Daiwa hat in einigen Rollen ein kleinen Gummiring auf dem Nocken montiert, um das sanft abzupuffern, auch ein Trick.

Jedenfalls dort muss zur Abmilderung sehr festes Fett hinein, bloß kein soft, sondern medium-hard.
Das ist für alle schlechter gelungenen RedArc/BlueArc/BlackArc/SaltArc oft die Lösung, festeres Fett auf dem Spulenhubtrieb.

Das zerkratzen der Laufflächen brachte natürlich das Gegenteil vom gewünschten Glättungseffekt. 
Sieht noch nach wenig Abbrieb aus, kann man auch wieder wirklich glätten.


----------



## bacboy (2. Februar 2022)

Bilch


Bilch schrieb:


> Hast zig Shops, Handloser wurde schon erwähnt.
> Die Kugellager mit Schieblehre vermessen und bestellen, werden sowieso alle in Chinesien hergestellt


Jupp, danke, den habe ich auf der vorherigen Seite ganz überlesen. Kommt es da auf Millimeter an oder langt auch ein Zollstock zum Ausmessen? Eine Schieblehre habe ich nicht.


----------



## Professor Tinca (2. Februar 2022)

bacboy schrieb:


> Kommt es da auf Millimeter an



Ja!
Die Kugellager müssen genau passen.


----------



## bacboy (2. Februar 2022)

Nordlichtangler schrieb:


> Da hast du dein Umsetz-Spiel!
> Daiwa hat in einigen Rollen ein kleinen Gummiring auf dem Nocken montiert, um das sanft abzupuffern, auch ein Trick.
> 
> Jedenfalls dort muss zur Abmilderung sehr festes Fett hinein, bloß kein soft, sondern medium-hard.
> Das ist für alle schlechter gelungenen RedArc/BlueArc/BlackArc/SaltArc oft die Lösung, festeres Fett auf dem Spulenhubtrieb.

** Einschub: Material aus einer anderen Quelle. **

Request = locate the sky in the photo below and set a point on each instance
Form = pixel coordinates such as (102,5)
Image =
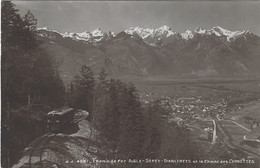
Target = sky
(68,16)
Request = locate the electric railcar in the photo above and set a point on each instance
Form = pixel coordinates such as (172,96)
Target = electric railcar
(58,119)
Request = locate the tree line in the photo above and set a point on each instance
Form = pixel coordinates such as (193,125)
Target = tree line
(28,75)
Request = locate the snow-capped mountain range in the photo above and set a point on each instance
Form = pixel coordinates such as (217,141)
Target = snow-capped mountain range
(161,51)
(93,36)
(164,34)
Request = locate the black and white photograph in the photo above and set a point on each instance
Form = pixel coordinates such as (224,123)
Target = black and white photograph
(130,84)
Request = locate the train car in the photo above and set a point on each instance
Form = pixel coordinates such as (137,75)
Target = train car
(58,119)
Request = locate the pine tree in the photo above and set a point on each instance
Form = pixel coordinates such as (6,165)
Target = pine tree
(83,96)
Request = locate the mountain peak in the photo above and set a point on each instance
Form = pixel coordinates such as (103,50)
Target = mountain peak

Ich werde mal zusätzlich ein festeres Fett kaufen, das wirkt sich ja wie ein "Gummiring" aus, wenn es da bleibt wo es aufgetragen wurde.


----------



## bacboy (2. Februar 2022)

Professor Tinca schrieb:


> Ja!
> Die Kugellager müssen genau passen.



Verdammt, dann muss wohl doch noch in eine Lehre investieren - Bald, kann ich mir, bei den ganzen Aufwand, ne neue Kaufen...


----------



## Professor Tinca (2. Februar 2022)

Einen Messschieber kann man immer gebrauchen und besonders jetzt wo du in die Rollenschrauberei einsteigst.


----------



## Hecht100+ (2. Februar 2022)

Das Problem ist einfach, wenn das Lager krumme Zahlen aufweist, z.B. eine dicke von 3,5 mm. Das selbst mit einem guten Lineal raus zu bekommen, ist einfach schwierig. Und wenn du dann da ein 3 mm dickes verbaust, hast du Spiel, ein 4 mm würde klemmen.


----------



## Bilch (2. Februar 2022)

Hecht100+ schrieb:


> Das Problem ist einfach, wenn das Lager krumme Zahlen aufweist, z.B. eine dicke von 3,5 mm. Das selbst mit einem guten Lineal raus zu bekommen, ist einfach schwierig. Und wenn du dann da ein 3 mm dickes verbaust, hast du Spiel, ein 4 mm würde klemmen.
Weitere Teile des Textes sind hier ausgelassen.